UN investigators are already researching war crimes against civilians committed during the latest outbreak of violence in the Democratic Republic of Congo’s Kivu provinces. What they found near the village of Kiwanja is a story that could easily have come from Heart of Diamonds.
UN spokeswoman Sylive van den Wildenberg said investigators visited eleven graves containing what villagers said were 26 bodies. Anneke Van Woudenberg, a researcher for Human Rights Watch told the Associated Press that their reports are of more than 50 dead, but haven’t been confirmed.
Witnesses said they suffered two waves of killings. First the mai-mai militia, backers of the Congolese government, came and killed people it accused of supporting renegade general Laurent Nkunda, then the rebels won control and killed those they charged with supporting the militia, targeting people from the Nande tribe for assassination. The local mai-mai draws its fighters from that tribe.
Nkunda’s rebels also looted and burned homes and businesses, according to witnesses. Many victims were killed execution style with bullets to the head, then dressed in military uniforms.
The UN has been unable to protect civilians in the fighting that broke out in August.
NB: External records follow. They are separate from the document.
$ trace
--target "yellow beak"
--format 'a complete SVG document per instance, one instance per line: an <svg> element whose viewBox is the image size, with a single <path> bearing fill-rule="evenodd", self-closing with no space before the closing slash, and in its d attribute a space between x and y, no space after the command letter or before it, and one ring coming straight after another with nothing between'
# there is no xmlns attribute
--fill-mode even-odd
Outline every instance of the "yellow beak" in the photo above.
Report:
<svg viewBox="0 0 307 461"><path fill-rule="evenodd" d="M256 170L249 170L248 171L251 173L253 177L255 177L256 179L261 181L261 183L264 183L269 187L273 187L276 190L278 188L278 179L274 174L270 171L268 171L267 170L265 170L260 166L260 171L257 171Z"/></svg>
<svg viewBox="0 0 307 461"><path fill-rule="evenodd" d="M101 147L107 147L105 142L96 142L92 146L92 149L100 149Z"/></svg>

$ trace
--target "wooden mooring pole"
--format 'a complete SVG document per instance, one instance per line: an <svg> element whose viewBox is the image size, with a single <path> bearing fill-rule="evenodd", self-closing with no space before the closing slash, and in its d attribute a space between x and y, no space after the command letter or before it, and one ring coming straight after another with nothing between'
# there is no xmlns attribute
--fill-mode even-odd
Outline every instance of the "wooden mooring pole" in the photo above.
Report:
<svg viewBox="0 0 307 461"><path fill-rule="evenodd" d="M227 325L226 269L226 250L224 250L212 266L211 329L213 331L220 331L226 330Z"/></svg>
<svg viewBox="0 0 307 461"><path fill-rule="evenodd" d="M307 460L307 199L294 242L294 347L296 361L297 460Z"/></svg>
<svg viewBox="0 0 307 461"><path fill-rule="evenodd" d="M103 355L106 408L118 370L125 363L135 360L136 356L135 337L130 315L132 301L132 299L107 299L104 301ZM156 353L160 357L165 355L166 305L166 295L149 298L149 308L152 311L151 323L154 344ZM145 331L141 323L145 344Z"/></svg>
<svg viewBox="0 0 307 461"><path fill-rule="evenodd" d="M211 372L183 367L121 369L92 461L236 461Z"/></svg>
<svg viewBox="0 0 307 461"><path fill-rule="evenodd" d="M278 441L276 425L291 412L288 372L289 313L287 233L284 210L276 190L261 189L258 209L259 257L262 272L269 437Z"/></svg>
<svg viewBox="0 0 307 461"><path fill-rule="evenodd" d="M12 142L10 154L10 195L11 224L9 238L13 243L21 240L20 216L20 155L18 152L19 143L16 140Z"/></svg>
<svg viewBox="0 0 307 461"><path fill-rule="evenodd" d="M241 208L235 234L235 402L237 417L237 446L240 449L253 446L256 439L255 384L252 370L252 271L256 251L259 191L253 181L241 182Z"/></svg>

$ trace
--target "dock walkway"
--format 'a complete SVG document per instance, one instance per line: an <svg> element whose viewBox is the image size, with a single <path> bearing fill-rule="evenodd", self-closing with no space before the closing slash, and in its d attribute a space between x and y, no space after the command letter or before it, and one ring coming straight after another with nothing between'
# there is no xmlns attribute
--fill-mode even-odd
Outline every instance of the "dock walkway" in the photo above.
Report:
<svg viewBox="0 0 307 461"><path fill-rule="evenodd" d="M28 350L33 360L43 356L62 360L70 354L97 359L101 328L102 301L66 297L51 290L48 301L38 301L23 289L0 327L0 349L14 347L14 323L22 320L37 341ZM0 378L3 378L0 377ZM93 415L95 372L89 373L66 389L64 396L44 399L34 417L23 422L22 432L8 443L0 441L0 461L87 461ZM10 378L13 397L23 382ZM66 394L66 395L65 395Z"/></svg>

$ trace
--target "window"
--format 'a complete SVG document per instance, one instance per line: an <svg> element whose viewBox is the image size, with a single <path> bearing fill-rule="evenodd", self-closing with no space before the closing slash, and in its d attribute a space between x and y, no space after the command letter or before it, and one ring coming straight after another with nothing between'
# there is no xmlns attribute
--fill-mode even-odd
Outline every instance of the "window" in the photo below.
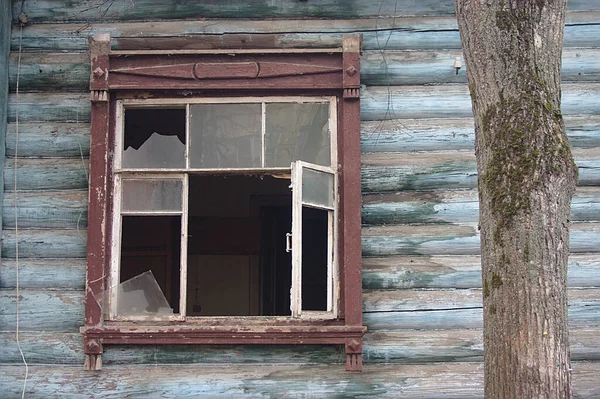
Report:
<svg viewBox="0 0 600 399"><path fill-rule="evenodd" d="M340 44L90 40L86 369L184 342L344 344L362 369L359 39Z"/></svg>
<svg viewBox="0 0 600 399"><path fill-rule="evenodd" d="M335 318L335 121L335 97L118 100L108 319ZM147 271L161 292L115 289Z"/></svg>

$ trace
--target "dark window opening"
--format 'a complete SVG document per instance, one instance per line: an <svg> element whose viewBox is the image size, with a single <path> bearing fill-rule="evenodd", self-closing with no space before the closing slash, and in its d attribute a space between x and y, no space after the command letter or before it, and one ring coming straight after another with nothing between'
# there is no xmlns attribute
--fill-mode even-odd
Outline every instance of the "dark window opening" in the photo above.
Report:
<svg viewBox="0 0 600 399"><path fill-rule="evenodd" d="M289 184L190 176L187 315L290 315Z"/></svg>
<svg viewBox="0 0 600 399"><path fill-rule="evenodd" d="M123 216L121 229L119 282L152 271L173 312L179 313L181 217Z"/></svg>
<svg viewBox="0 0 600 399"><path fill-rule="evenodd" d="M303 310L327 310L328 213L302 207Z"/></svg>
<svg viewBox="0 0 600 399"><path fill-rule="evenodd" d="M124 168L184 168L185 109L125 110Z"/></svg>

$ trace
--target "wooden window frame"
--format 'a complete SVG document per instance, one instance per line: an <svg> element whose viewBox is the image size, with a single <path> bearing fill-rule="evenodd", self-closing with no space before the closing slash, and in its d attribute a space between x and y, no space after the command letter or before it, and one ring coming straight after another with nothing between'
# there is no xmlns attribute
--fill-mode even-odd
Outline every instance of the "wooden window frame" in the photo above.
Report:
<svg viewBox="0 0 600 399"><path fill-rule="evenodd" d="M110 36L99 34L89 39L89 47L88 255L81 329L85 369L101 369L105 344L343 344L346 369L361 371L366 327L362 325L360 36L344 35L339 47L324 49L114 51ZM337 317L105 320L96 298L106 290L112 270L117 101L252 96L337 99Z"/></svg>

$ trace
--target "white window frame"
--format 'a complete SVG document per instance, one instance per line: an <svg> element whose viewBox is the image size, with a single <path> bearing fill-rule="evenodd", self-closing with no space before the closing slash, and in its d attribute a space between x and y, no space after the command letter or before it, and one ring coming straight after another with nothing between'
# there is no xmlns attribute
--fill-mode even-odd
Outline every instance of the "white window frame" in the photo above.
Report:
<svg viewBox="0 0 600 399"><path fill-rule="evenodd" d="M262 165L261 168L190 168L189 167L189 126L190 126L190 105L193 104L243 104L243 103L261 103L262 112ZM329 104L329 134L330 134L330 160L329 167L313 165L303 161L295 161L290 168L264 167L264 137L265 137L265 109L268 103L328 103ZM185 108L186 110L186 150L185 150L185 168L122 168L123 139L125 126L126 109L148 109L148 108ZM290 316L243 316L245 320L248 317L252 319L334 319L338 315L339 307L339 268L338 268L338 159L337 159L337 97L335 96L265 96L265 97L217 97L217 98L169 98L169 99L120 99L116 101L116 125L115 125L115 145L113 158L113 211L112 211L112 243L110 248L110 276L108 290L108 320L113 321L191 321L206 319L236 319L236 316L187 316L187 243L188 243L188 188L190 174L219 174L219 173L253 173L270 174L285 173L291 176L290 188L292 191L292 289ZM301 270L301 221L302 221L302 170L308 168L321 172L331 173L334 176L334 206L328 211L328 265L327 265L327 310L326 311L306 311L302 310L302 270ZM292 173L292 169L297 176ZM128 211L121 209L122 202L122 181L124 179L177 179L183 184L182 207L181 212L174 211ZM314 204L308 206L324 209ZM180 247L180 298L179 313L172 316L126 316L117 314L118 287L120 282L120 261L121 261L121 221L123 215L139 216L159 216L159 215L181 215L181 247ZM299 218L299 219L298 219ZM294 251L294 248L300 250ZM299 254L299 255L298 255Z"/></svg>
The peacekeepers have a well-established base near Kiwanja but has only 120 soldiers in the town of about 40,000. UN military spokesman Colonel Jean-Paul Dietrich told the AP that the UN troops were pinned down under crossfire for some of the first day of the killings, and were trying to deter rebel attacks on two other nearby towns, Nyanzale and Kikuku, on the second day.
The incidents occurred about fifty miles north of Goma, the regional capitol.